Less commonly, swelling can appear above or below the collarbone. Lymph node involvement above the collarbone occurs in only 1 to 4 percent of cases and is associated with more advanced disease, but it’s still considered a regional spread rather than distant metastasis.
Symptoms of Advanced Breast Cancer
When breast cancer spreads beyond the breast and nearby lymph nodes, the symptoms depend on where it travels. The most common sites are the bones, lungs, liver, and brain.

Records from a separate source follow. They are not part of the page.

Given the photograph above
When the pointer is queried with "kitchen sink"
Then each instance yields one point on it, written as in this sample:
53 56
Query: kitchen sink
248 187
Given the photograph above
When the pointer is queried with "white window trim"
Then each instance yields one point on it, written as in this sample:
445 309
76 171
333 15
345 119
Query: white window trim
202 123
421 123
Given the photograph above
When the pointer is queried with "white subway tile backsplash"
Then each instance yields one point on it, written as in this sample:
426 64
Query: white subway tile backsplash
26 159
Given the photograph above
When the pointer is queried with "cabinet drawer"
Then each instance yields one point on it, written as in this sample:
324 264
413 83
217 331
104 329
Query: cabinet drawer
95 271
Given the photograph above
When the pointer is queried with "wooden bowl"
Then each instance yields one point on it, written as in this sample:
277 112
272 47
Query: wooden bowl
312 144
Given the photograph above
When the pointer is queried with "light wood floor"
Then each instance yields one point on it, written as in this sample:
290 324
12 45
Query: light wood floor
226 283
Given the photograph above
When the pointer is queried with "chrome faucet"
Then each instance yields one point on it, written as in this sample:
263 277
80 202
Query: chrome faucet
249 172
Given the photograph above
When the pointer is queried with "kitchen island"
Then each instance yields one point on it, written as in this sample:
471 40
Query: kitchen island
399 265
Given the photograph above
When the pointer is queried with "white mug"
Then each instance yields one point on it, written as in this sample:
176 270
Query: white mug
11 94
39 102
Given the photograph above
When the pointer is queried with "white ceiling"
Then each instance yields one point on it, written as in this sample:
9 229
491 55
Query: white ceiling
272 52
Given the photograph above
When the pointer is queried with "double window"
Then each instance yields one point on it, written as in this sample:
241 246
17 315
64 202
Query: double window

- Bones: persistent pain, often in the back, hips, or ribs, and an increased risk of fractures
- Lungs: shortness of breath or a chronic cough that doesn’t resolve
- Liver: yellowing of the skin or eyes (jaundice) and abdominal swelling
- Brain: headaches, dizziness, seizures, or changes in speech or vision
Unusual, persistent fatigue that doesn’t improve with rest can also accompany metastatic disease. These symptoms are not specific to breast cancer and have many other causes, but they warrant medical attention if they’re new, unexplained, and don’t go away.
Breast Cancer Symptoms in Men
Men account for a small fraction of breast cancer cases, but any nipple discharge in men is considered abnormal and needs evaluation. The most common sign is a painless lump or area of thickened skin on the chest, usually behind or near the nipple. Men may also notice nipple scaling, color changes, or a nipple that starts to retract inward. Because men have less breast tissue, lumps are often easier to feel but may also be dismissed as unrelated to cancer, which can delay diagnosis.
When and How to Screen
Many breast cancers are found on screening mammograms before any symptoms appear. The U.S. Preventive Services Task Force recommends that all women get a mammogram every two years starting at age 40 and continuing through age 74. Biennial screening (every two years) offers a better balance of benefits and potential harms compared to annual screening for women at average risk.
Between screenings, staying familiar with how your breasts normally look and feel makes it easier to spot something new. There’s no single “right” way to do a self-check. The goal is simply to notice changes: a new lump, skin texture you haven’t seen before, discharge that appears without squeezing, or a shift in the shape or size of one breast. Most breast changes turn out to be benign, but the ones that aren’t are caught earlier by people who were paying attention.